Expect a pause for many global central banks
Key central banks are generally expected to pause interest rate movements over the coming months after a surprisingly active 2019 that saw interest-rate cuts in the US, Europe, and many central banks in Asia. "The very relaxed monetary policy around the world, especially in the US and Europe, has left policymakers with very little room for maneuver," says Credit Suisse economist Maxime Botteron in the podcast. However, the central banks and their policies should not be ignored either. The Federal Reserve and the European Central Bank are currently reviewing their strategies. Meanwhile, a 2019 report from the Swiss National Bank highlights the large, income-generating balance sheets that were built up in the past decade.
Central banks in developed economies are generally expected to pause interest rate movements after a surprisingly active 2019 that saw interest-rate cuts in the US, Europe, and many central banks in Asia.

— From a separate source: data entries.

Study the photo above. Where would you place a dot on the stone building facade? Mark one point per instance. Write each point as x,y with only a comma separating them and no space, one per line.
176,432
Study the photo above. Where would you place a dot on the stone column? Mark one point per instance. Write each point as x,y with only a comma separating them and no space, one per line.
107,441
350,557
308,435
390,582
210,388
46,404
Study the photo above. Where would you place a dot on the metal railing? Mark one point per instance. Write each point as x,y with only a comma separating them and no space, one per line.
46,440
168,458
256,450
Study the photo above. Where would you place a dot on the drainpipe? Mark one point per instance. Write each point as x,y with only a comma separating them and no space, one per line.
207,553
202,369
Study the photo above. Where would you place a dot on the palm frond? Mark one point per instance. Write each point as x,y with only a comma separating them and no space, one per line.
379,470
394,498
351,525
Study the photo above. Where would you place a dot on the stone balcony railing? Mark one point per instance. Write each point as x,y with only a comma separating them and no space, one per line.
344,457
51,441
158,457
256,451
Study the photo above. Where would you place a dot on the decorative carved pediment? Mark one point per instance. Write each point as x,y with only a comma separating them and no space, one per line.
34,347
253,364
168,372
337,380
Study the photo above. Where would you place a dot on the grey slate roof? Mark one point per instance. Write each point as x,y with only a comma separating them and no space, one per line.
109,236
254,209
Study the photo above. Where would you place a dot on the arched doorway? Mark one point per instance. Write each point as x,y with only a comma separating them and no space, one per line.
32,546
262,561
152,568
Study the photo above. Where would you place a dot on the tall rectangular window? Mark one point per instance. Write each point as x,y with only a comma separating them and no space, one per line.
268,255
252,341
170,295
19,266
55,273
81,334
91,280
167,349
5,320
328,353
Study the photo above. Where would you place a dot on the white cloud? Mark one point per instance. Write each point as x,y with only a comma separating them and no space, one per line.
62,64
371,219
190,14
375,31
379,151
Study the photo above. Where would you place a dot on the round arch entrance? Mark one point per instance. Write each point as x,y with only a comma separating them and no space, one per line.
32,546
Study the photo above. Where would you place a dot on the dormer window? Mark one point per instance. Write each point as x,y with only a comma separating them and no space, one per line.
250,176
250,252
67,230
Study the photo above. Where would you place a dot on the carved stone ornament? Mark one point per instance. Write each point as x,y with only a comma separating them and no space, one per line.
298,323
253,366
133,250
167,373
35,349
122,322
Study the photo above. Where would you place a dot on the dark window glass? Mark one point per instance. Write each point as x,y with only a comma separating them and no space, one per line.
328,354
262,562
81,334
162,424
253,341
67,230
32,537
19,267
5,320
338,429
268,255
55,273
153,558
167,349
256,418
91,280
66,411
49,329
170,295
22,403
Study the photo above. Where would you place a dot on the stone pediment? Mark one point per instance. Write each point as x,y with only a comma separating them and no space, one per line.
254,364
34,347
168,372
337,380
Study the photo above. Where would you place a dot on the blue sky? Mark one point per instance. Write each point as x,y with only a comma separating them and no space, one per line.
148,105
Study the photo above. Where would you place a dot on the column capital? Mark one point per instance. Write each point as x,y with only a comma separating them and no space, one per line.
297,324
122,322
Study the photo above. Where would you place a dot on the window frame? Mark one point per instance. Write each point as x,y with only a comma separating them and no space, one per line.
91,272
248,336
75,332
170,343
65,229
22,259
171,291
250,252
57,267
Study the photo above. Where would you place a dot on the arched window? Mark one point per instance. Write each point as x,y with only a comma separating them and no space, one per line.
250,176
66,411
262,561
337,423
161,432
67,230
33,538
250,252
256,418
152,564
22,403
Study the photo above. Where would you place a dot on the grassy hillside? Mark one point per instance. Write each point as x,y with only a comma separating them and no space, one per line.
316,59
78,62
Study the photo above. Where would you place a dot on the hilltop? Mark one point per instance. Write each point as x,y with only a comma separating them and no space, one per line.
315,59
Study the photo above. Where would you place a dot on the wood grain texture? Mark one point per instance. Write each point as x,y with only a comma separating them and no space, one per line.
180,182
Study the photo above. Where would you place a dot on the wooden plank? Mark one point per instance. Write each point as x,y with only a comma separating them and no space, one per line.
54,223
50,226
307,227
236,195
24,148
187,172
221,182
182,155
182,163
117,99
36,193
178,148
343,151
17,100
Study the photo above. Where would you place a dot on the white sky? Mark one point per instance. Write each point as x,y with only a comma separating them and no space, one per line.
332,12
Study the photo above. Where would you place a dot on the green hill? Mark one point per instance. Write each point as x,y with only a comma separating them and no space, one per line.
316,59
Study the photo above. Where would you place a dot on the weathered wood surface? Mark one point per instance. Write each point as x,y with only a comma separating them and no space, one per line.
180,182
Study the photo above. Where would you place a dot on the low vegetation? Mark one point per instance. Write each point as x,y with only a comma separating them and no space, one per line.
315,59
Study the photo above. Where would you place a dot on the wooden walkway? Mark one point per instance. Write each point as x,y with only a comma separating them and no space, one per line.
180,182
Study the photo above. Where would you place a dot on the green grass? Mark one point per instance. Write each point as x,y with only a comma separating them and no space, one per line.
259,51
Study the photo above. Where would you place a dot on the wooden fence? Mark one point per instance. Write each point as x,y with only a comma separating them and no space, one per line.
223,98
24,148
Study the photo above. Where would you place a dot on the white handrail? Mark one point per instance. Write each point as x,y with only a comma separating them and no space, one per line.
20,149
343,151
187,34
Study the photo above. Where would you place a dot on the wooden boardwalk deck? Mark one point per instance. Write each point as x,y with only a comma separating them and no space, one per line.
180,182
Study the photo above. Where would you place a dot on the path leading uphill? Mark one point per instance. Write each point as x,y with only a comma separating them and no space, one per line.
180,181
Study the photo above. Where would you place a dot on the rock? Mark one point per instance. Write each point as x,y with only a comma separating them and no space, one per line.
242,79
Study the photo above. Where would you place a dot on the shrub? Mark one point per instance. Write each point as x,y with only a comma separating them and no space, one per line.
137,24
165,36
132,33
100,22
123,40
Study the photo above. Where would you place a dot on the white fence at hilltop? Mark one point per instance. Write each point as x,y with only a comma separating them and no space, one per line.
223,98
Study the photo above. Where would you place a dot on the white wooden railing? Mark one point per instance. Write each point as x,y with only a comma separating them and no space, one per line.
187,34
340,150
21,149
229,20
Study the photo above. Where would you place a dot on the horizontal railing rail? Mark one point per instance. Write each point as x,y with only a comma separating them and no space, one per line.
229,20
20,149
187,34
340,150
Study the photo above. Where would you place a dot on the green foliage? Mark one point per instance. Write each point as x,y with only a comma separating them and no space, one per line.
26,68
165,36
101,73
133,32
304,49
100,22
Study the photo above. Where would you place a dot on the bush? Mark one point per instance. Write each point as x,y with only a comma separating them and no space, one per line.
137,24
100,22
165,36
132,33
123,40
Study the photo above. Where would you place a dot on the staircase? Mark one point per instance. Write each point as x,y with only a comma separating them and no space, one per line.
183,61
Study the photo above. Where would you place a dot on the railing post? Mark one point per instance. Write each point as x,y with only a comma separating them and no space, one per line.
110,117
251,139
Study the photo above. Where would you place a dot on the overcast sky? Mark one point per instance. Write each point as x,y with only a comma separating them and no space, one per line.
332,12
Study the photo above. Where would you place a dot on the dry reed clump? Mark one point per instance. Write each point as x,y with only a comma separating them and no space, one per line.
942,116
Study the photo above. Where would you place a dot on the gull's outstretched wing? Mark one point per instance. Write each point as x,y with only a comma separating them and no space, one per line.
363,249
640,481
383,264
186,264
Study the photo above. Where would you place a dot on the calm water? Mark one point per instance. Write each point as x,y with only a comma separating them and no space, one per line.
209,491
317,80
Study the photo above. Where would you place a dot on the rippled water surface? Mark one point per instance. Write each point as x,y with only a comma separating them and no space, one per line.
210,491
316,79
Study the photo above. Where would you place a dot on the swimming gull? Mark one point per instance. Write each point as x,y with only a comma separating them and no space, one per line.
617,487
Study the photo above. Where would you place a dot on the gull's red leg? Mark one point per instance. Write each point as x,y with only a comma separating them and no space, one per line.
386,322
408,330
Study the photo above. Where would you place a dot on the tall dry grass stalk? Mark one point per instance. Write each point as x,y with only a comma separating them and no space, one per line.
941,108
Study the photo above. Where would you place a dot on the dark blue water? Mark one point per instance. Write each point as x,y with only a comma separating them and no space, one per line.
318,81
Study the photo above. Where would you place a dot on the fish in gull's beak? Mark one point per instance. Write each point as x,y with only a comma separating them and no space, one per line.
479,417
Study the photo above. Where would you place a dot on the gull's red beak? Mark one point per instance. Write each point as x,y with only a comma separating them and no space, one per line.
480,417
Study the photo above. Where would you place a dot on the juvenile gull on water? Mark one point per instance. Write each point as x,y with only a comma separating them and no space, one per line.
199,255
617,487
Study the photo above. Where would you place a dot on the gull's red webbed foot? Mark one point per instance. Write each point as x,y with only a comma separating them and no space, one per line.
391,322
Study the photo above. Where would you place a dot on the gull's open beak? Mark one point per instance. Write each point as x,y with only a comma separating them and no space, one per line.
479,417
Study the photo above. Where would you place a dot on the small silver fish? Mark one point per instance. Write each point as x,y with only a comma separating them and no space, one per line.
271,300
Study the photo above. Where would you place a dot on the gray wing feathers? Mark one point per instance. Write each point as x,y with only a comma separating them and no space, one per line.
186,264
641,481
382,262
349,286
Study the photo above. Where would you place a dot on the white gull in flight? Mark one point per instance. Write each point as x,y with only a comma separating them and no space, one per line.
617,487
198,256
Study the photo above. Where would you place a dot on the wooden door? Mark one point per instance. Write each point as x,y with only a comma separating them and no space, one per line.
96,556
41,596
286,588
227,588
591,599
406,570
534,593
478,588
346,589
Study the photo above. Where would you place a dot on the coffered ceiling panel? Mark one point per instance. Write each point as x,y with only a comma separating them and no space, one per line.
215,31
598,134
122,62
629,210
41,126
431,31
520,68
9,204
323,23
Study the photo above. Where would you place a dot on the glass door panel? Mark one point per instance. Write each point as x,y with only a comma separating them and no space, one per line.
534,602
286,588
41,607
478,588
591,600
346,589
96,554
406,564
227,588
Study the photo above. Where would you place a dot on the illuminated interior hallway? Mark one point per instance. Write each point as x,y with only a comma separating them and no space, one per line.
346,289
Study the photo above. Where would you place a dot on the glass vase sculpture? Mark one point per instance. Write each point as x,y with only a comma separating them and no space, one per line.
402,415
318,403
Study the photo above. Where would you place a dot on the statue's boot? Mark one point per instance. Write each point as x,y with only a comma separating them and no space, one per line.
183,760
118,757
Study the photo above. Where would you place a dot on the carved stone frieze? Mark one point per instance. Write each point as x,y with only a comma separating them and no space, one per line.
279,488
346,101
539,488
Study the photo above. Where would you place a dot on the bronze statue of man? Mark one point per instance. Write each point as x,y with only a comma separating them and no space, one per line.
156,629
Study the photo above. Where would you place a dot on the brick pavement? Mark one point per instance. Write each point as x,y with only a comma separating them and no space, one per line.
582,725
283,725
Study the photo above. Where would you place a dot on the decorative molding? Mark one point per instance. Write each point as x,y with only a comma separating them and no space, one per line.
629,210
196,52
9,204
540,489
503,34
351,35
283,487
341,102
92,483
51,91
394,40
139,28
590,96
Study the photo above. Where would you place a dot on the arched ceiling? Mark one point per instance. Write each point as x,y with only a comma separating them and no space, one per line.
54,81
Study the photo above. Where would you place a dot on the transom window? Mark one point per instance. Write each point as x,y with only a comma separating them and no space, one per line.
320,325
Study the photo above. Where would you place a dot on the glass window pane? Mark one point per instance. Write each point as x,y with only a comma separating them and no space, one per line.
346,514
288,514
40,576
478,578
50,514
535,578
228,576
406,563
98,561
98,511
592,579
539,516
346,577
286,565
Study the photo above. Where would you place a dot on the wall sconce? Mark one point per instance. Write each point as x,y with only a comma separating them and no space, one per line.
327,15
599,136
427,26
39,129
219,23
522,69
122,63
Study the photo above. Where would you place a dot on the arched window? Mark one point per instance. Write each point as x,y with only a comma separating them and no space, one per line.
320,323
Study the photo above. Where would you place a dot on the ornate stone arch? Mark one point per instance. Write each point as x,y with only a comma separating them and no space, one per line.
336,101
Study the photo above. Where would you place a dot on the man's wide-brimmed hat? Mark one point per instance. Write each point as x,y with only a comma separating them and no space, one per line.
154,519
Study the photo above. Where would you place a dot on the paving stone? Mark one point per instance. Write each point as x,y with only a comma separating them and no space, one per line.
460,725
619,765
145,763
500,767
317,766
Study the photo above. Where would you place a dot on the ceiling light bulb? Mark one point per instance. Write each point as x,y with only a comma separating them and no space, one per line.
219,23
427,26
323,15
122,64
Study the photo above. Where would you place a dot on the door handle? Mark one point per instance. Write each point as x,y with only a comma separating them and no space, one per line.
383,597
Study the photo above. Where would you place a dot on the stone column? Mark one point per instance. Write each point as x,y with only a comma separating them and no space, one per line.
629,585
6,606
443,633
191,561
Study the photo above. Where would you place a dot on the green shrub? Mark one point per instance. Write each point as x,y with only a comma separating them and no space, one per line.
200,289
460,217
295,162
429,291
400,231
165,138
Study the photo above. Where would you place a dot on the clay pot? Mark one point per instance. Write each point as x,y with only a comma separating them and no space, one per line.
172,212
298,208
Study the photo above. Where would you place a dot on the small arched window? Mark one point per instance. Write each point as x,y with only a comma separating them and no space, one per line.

In the latest Credit Suisse podcast, hosted by senior advisor Brian Blackstone, Credit Suisse economist Maxime Botteron says the European Central Bank and Federal Reserve will likely focus on broader policy reviews.
"We don't expect any changes in policy rates from the major central banks in the US, Europe, Japan, or Switzerland," says Botteron. A trio of interest-rate cuts last year left US policy rates low (but still positive) at the end of 2019. Rates in much of Europe and Japan are negative.
"We are in an environment where monetary policy is already very loose, thus limiting room for maneuver with regard to policy rates"
Still, this doesn't mean central banks can be ignored. China's central bank eased its monetary policy at the start of January. And the Swiss National Bank recently reported a profit of CHF 49 billion in 2019 – equal to approximately 7% of Switzerland's entire gross domestic product.
The Swiss report reflects one byproduct of the emergency measures taken by central banks in the past decade to shore up their economies: large balance sheets that generate income for central banks.
What sets Switzerland apart is the volatility of its earnings, because most of its balance sheet – worth over CHF 800 billion – is held in foreign stocks and bonds in order to weaken the Swiss franc.
For this reason, the SNB caps the amount of money it distributes to the federal government and cantons at roughly CHF 2 billion.
"If we think a bit longer term, I think there is potential for a larger distribution," says Botteron.